L’action : il convient de penser à l’acoustique au moment d’aménager ses bureaux. Prévoyez un espace dédié situé à l’écart de l’open space pour les réunions, les conférences téléphoniques et les entretiens individuels. Séparez les divers espaces à l’aide de plantes. Regroupez les équipes les plus souvent au téléphone (commerciaux, assistance technique) loin des équipes nécessitant plus de tranquillité (service juridique, traducteurs). Quant aux employés les plus sensibles aux nuisances sonores, pensez aux casques antibruit ou même au télétravail.

L’objectif : limiter le risque de déconcentration et de troubles du sommeil pour l’individu, et préserver une atmosphère professionnelle au bureau. En effet, un environnement bruyant est un environnement propice aux conflits.

La source d’inspiration : L’Oréal, SDF, Sodexo… De plus en plus d’entreprises françaises marchent dans les traces de leurs consœurs américaines et proposent des ateliers de méditation guidée ou de yoga sur le lieu de travail, deux activités où le calme et la tranquillité sont de mise. La pause-silence, une alternative à la pause-café ?

Le bien-être organisationnel

Revenons une dernière fois à notre petite terrasse ensoleillée. Vous avez réussi à caler votre chaise branlante, les ouvriers sont partis sur un autre chantier, vous pouvez enfin finir votre café en toute tranquillité. Au moment de régler l’addition, c’est la débandade : une dizaine de clients patientent au comptoir, les serveurs ont disparu, vous n’avez pas de monnaie sur vous et vous ne savez pas s’ils acceptent la carte bleue. Vous perdez du temps à analyser une situation peu claire pour réaliser une action simple : payer votre consommation.S’il s’agit bien sûr d’un contretemps négligeable dans cet exemple-ci, imaginez un peu le chaos qu’un manque d’organisation peut générer à l’échelle d’une PME.
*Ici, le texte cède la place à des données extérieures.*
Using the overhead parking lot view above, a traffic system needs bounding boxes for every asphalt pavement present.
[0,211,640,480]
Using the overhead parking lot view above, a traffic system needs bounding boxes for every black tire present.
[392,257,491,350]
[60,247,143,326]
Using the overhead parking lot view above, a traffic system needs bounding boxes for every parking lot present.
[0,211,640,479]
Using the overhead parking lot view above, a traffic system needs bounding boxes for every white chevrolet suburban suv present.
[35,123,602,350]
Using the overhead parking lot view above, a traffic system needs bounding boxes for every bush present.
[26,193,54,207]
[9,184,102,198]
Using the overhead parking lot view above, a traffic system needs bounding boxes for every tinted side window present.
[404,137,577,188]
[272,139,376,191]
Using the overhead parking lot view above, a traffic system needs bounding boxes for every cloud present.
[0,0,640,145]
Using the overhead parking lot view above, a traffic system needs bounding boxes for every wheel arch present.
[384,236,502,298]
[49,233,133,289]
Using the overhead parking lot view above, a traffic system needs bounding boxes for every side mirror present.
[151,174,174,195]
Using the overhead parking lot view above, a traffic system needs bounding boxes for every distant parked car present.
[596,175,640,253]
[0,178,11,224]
À l’heure actuelle, la tendance dans le monde du travail est aux employés polyvalents, capables de réaliser les tâches qu’on leur assigne mais aussi de faire preuve d’initiative (d’où cette élusive “force de proposition” que l’on retrouve dans bien des annonces). Il n’est pas rare que des managers embauchent des candidats proactifs et volontaires qui se heurtent rapidement aux processus lents et obsolètes d’une organisation embourbée dans un système de gestion rigide. Politiques RH mystérieuses, structure hiérarchique floue, outils de communication en surnombre… C’est là que l’ergonomie organisationnelle entre en scène. 

L’action : faites un sondage auprès de votre équipe pour identifier les aspects problématiques de votre structure interne. Convenez d’une révision annuelle de vos processus avec les services concernés. Vérifiez que vos manuels d’utilisation sont à jour, mis à disposition de tous et faciles à comprendre pour un novice, ou confiez-en la rédaction à des spécialistes. Établissez des canaux de communication dédiés à chaque type d’échange et définissez clairement le rôle de chacun au sein de l’équipe.

L’objectif : réduire le stress lié au manque d’organisation et encourager l’implication des collaborateurs. Un employé qui se sent perdu dans son travail ou qui doit prendre des centaines de microdécisions pour réaliser les tâches les plus simples est un employé qui risque de se désengager.

La source d’inspiration : la biscuiterie Poult s’est débarrassée de plusieurs niveaux de hiérarchie, a mis en place un incubateur d’idées et laisse désormais le soin à chaque employé de s’organiser comme il le souhaite.

Quelle que soit la taille de votre équipe, il est crucial d’étudier chacun de ces trois aspects pour évaluer le bien-être au travail. Une fois que vous avez déterminé votre champ d’action, organisez des sessions de brainstorming, appuyez-vous sur des logiciels dédiés et implémentez des changements durables pour replacer l’humain au cœur de l’entreprise.